La jeune femme serra les lèvres et répondit d’une voix ferme qui surprit tout le monde :
— Si vous ne voulez pas les aider, très bien.
Les membres de la famille la regardèrent, confus.
Claire continua :
— Mais moi, je ne les abandonnerai pas.
Un silence tomba dans la pièce.
Monsieur Bernard secoua la tête.
— Tu fais une folie.
Madame Lefèvre murmura avec mépris :
— Quelle femme stupide…
Après ce jour-là, beaucoup de choses changèrent dans le village.
Les gens commencèrent à parler.
Dans les boulangeries, à l’église, sur la place.
— La pauvre Claire est devenue folle.
— Elle garde les frères de son mari pour garder la maison.
— Elle est naïve. Quand ces garçons grandiront, ils l’oublieront.
Mais Claire ne répondit jamais aux rumeurs.
Chaque matin, elle se levait avant l’aube.
Elle préparait le petit-déjeuner pour les garçons.
Puis elle marchait jusqu’à son petit atelier de couture du village.
Pendant des heures, elle cousait sans relâche : robes, uniformes scolaires, rideaux, tout ce qu’on lui commandait.

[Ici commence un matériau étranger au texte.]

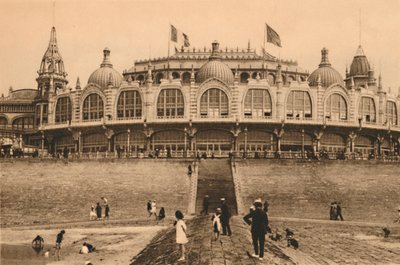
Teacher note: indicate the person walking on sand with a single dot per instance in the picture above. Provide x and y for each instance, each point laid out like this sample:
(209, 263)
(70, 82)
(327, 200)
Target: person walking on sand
(98, 211)
(217, 227)
(258, 220)
(181, 233)
(59, 239)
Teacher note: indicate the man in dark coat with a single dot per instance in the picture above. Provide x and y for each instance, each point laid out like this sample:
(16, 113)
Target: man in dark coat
(258, 220)
(225, 216)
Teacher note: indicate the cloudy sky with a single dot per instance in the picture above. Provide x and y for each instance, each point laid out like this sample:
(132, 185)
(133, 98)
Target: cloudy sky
(138, 29)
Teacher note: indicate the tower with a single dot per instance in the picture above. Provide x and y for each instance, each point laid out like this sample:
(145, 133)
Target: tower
(52, 77)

Le soir, elle rentrait à la maison et aidait les garçons à faire leurs devoirs.
Le temps commença à passer.
Les années tombèrent les unes sur les autres, silencieuses, comme des feuilles mortes.
Lucas grandit le premier. Il était débrouillard et pensait toujours aux affaires. Il vendait des bonbons à l’école, réparait des vélos, aidait au marché.

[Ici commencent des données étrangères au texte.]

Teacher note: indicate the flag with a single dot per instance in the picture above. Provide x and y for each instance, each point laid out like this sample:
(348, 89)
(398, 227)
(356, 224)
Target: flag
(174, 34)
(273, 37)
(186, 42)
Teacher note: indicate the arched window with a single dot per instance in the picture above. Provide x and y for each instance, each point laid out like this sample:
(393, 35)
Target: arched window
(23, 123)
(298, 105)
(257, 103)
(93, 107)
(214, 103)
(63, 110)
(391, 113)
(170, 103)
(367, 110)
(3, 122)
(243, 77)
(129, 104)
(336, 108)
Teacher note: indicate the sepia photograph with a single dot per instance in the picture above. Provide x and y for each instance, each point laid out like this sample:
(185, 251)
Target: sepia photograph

Mathieu, lui, était plus silencieux. Il avait toujours un livre à la main. Ses professeurs disaient qu’il était l’élève le plus brillant du village.
Et Julien…
Julien était le plus sensible des trois. Depuis qu’il était petit, il disait qu’il voulait devenir médecin pour aider les gens du village qui n’avaient pas d’argent pour aller à l’hôpital.
Mais les rêves coûtent de l’argent.
Beaucoup d’argent.
Pour payer l’université de Mathieu, Claire contracta un prêt qu’elle mettrait des années à rembourser.
Pour aider Lucas à apprendre un métier, elle vendit les quelques bijoux qu’elle possédait.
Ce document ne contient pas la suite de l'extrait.